There's a small figure in the doorway.

She smacks her lips together, unglues her tongue from the roof of her mouth. “What is it, baby? What's up?”

“Can I get in with you?”

“What's happened?”

“I saw Daddy in my room.”

“Oh, darling.”

She lifts the duvet and opens the bed up. Yasmin crosses the room and climbs in beside her. This is wrong. Supernanny would be wagging her finger if she saw me now. But it's after three and my baby's in a state.

Yasmin smells of talc and No More Tears. Bridget puts her arms round the frail body, breathes her in.

“He was standing at the foot of my bed,” says Yasmin. She sounds – defeated, exhausted.

“Oh darling,” she says again. She'd been half-expecting this. Whenever there was an incident with Kieran in London, Yasmin would be clingy and nervous for days, following her from room to room and kicking up a fuss whenever they left the house. I can't expect it all to clear up in a few weeks. She's lived her whole life with the shadowy promise that one night he might get in; you don't shrug that sort of history off just by moving.

“You know it was a dream, don't you?”

She feels Yasmin's hair scrape across her cheek as she nods. “But I dream about him.”

“I know. So do I, sometimes. But, darling. They're only dreams. Nothing in a dream can hurt you. It's just – stuff inside your head. Dreams are good. They're memories cleaning themselves out.”

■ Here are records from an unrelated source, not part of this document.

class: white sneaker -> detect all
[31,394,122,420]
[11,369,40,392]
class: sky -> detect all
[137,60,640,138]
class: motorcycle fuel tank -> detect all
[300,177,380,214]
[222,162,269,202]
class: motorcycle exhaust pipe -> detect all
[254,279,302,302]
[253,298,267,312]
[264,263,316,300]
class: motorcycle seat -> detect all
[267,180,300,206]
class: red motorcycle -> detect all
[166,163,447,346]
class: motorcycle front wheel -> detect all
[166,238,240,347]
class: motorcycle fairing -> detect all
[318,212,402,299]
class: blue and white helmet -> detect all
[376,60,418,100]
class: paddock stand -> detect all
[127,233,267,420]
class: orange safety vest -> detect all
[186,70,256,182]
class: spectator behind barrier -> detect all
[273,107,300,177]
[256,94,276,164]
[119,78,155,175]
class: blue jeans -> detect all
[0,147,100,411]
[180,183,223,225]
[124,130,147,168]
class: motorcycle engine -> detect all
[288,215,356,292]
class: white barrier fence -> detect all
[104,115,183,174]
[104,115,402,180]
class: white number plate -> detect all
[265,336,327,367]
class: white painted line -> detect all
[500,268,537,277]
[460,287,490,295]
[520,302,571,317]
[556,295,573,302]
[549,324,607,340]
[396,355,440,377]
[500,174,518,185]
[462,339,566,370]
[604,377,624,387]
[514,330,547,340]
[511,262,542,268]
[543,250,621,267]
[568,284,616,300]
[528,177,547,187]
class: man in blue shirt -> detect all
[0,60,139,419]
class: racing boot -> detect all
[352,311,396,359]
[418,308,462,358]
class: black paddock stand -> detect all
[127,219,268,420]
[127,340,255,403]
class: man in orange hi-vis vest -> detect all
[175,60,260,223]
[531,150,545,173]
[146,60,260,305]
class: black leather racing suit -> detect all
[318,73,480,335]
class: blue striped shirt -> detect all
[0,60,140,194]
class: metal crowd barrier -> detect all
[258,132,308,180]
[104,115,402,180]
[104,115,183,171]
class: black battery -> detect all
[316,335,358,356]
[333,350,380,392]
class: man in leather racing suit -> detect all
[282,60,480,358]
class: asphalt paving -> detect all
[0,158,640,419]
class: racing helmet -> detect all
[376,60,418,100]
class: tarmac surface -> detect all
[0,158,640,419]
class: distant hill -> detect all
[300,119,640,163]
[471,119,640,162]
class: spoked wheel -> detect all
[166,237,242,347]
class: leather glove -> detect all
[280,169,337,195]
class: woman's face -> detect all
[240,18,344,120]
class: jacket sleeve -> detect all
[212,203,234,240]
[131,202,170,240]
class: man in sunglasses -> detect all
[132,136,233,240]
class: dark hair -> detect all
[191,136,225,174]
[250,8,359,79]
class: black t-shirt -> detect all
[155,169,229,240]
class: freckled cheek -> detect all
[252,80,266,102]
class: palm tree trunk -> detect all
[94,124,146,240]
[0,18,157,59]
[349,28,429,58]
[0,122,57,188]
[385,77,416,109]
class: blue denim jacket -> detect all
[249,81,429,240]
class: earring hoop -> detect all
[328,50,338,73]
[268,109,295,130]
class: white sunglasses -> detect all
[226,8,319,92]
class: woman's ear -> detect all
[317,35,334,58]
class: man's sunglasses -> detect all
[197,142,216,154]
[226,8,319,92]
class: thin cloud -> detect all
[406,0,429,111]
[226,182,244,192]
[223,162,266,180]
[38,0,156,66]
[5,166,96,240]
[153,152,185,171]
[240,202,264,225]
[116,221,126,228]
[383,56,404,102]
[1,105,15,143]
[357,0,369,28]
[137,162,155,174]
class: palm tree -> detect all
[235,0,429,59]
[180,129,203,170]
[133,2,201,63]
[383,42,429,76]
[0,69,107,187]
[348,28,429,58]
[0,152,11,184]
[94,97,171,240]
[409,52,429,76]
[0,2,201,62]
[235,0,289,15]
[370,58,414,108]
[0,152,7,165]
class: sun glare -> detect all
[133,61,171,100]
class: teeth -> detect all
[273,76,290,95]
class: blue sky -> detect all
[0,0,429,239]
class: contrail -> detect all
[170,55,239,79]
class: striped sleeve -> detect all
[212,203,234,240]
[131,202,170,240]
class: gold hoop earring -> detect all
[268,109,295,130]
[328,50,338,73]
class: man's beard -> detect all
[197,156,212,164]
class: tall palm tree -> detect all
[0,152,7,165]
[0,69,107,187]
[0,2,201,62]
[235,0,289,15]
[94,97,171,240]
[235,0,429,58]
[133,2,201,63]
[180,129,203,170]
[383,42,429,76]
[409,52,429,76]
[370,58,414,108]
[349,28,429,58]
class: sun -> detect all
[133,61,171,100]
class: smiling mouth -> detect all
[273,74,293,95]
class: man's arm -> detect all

“Then why do they have to be so scary?”

“Because –” she doesn't really have an answer for this. Except that she suspects that it's something that afflicts most species. She remembers the way Jinx, the fat tabby they had when she was Yasmin's age, used sometimes to caterwaul in his sleep, legs pumping as though he were running. Hunting or being hunted? Either, or both: but it was plain to see that what he was seeing was real to him. “I don't know, darling. It's just one of nature's little tricks.

“Chloe says that if you die in a dream you die for real.”

“Yuh, I know. Everyone says that. Of course, there's no way to actually tell if it's true.”

But I've always saved myself, haven't I, in nightmares? Always come to just before I hit the ground, or summoned the will to soar upward again, an inch from the pavement.

“I don't want him to find us,” says Yasmin

“I know, baby, I know.”

“He won't find us, will he?”

“No,” she says, definitely, defiantly. “And he won't be calling again anymore, either. I'm going to get a new phone, and then he'll never be able to call us again.”

“Do you promise?”

How can I promise? How can I promise something I can't be certain of? How do parents lie so blithely to their children, just for the sake of convenience?

She shifts, pulls her daughter closer to her bosom, kisses the top of her silky head.

“I promise, baby,” she says. “You're safe here. There's nothing here that can hurt us.”